Le Parisien a perdu 71,3 millions d’euros en 2025. Le déficit a presque doublé en douze mois. Derrière ce chiffre se tient toute l’architecture des aides à la presse. Le titre appartient au multimilliardaire Bernard Arnault. LVMH a déjà injecté 150 millions pour recapitaliser la société. Les ventes en kiosque tombent à 24 275 exemplaires par jour, une honte. Le chiffre d’affaires glisse à 134,7 millions. Les lecteurs partent, l’argent, lui, continue d’arriver comme par magie malgré le gouffre financier !
Pourtant le quotidien n’est pas abandonné à lui-même. Le groupe Les Échos-Le Parisien figure parmi les premiers bénéficiaires des aides à la presse. Aujourd’hui en France a perçu 12,2 millions d’euros en 2024. L’aide par exemplaire atteint des dizaines de centimes. De véritables parasites de l’argent public tout en balançant un discours libéral violent ! Le propriétaire peut aligner des milliards, l’État complète quand même.

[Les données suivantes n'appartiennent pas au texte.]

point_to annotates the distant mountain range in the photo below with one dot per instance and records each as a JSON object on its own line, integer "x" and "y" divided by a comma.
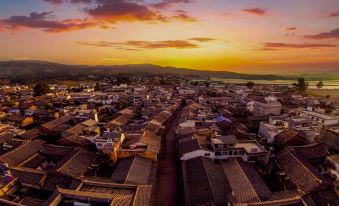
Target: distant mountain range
{"x": 39, "y": 70}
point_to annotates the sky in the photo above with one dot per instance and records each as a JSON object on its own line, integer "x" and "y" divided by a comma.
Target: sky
{"x": 247, "y": 36}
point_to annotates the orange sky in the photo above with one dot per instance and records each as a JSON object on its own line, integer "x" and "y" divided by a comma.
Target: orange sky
{"x": 254, "y": 36}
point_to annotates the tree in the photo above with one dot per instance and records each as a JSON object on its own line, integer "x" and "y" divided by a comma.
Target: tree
{"x": 250, "y": 84}
{"x": 320, "y": 84}
{"x": 301, "y": 85}
{"x": 41, "y": 89}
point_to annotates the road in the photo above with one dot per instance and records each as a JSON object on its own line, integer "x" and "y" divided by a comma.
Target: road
{"x": 167, "y": 191}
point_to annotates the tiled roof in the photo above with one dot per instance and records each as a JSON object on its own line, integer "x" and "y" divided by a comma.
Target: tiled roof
{"x": 30, "y": 134}
{"x": 22, "y": 153}
{"x": 299, "y": 170}
{"x": 312, "y": 151}
{"x": 28, "y": 176}
{"x": 188, "y": 146}
{"x": 139, "y": 172}
{"x": 196, "y": 183}
{"x": 57, "y": 122}
{"x": 120, "y": 172}
{"x": 153, "y": 141}
{"x": 77, "y": 164}
{"x": 56, "y": 150}
{"x": 142, "y": 196}
{"x": 246, "y": 184}
{"x": 218, "y": 182}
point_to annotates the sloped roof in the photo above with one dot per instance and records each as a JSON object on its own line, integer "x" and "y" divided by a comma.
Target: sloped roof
{"x": 312, "y": 151}
{"x": 246, "y": 183}
{"x": 57, "y": 122}
{"x": 139, "y": 171}
{"x": 22, "y": 153}
{"x": 153, "y": 141}
{"x": 77, "y": 164}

De la pure folie ! Voilà le cœur du scandale : un journal en chute libre, porté par une fortune privée et par l’impôt.
Dès lors la question n’est plus seulement « combien ». Elle devient « à qui ». Les aides à la presse étaient justifiées par le pluralisme. Or les plus grosses enveloppes rejoignent souvent des groupes de milliardaires : Arnault, Dassault, Niel, Křetínský. Le reste du paysage ressemble à une rente. L’État paie une partie de la distribution. L’actionnaire paie le trou d’exploitation. Le lecteur, lui, n’achète plus. C’est du pur communisme à l’ancienne !

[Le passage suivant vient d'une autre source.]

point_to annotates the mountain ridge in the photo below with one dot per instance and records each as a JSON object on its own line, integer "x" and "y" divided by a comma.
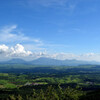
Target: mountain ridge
{"x": 49, "y": 61}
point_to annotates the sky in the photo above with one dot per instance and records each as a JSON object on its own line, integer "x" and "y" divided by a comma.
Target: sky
{"x": 60, "y": 29}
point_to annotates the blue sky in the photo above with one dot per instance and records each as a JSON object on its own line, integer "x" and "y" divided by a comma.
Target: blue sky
{"x": 52, "y": 26}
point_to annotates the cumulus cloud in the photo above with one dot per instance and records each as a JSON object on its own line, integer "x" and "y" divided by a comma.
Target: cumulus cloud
{"x": 18, "y": 51}
{"x": 12, "y": 34}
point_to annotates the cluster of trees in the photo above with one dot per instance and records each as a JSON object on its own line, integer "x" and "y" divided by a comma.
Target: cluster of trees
{"x": 51, "y": 93}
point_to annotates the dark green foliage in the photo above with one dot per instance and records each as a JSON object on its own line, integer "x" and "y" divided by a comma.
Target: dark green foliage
{"x": 50, "y": 93}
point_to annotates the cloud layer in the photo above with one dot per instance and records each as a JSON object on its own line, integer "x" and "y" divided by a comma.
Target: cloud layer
{"x": 18, "y": 51}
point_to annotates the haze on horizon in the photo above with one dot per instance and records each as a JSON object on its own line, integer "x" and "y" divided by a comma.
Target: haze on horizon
{"x": 60, "y": 29}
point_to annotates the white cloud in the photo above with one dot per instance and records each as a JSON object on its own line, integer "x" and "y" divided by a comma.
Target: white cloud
{"x": 18, "y": 51}
{"x": 12, "y": 34}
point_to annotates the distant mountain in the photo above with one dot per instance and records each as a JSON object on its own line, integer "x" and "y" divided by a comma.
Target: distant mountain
{"x": 49, "y": 61}
{"x": 15, "y": 61}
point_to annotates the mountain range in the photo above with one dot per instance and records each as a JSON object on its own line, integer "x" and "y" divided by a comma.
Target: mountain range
{"x": 49, "y": 61}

Souvenez-vous de la propagande folle de cette presse de caniveau pour le candidat macron dès 2015 ! Il faut croire que le public n’a pas oublié…
Faillite de la presse de propagande
Au fond le modèle a cassé pour des raisons banales. La vente au numéro s’effondre depuis des années. La publicité a quitté le papier pour Google et Meta. Le portage et le postage coûtent cher. Un plan de départs n’a pas stoppé l’hémorragie au Parisien. Les charges ont même continué de monter. La perte d’exploitation a grimpé à 50,7 millions. La recapitalisation de 150 millions ne referme rien. Sans oublier les salaires mirobolants des parasites qui se disent journalistes…
Malgré tout, le mot « indépendance » circule encore dans les discours officiels. Un journal qui survit grâce au luxe et au budget de la Culture n’est pas ruiné seulement dans ses comptes, il l’est dans son rapport au public. On peut discuter la ligne éditoriale. L’arithmétique, elle, ne discute pas. Quand 24 000 ventes quotidiennes en kiosque tiennent un titre historique, le produit n’intéresse plus assez de monde pour vivre de son marché.
Ainsi les aides à la presse ne rachètent pas une audience perdue. Elles prolongent des structures trop lourdes, trop aidées, trop liées à quelques fortunes. La Cour des comptes l’avait déjà dit à sa manière : le système coûte cher et corrige mal. Le Parisien en 2025 en donne la version brute : 71 millions de pertes. Des millions d’argent public. Un milliardaire qui renfloue. Et des kiosques de plus en plus vides…
N’importe quelle entreprise dans un environnement ultra capitaliste aurait fermé boutique avec une telle dette sauf la presse. Pourquoi ? Car elle se doit d’exister pour diffuser la propagande des élites corrompues.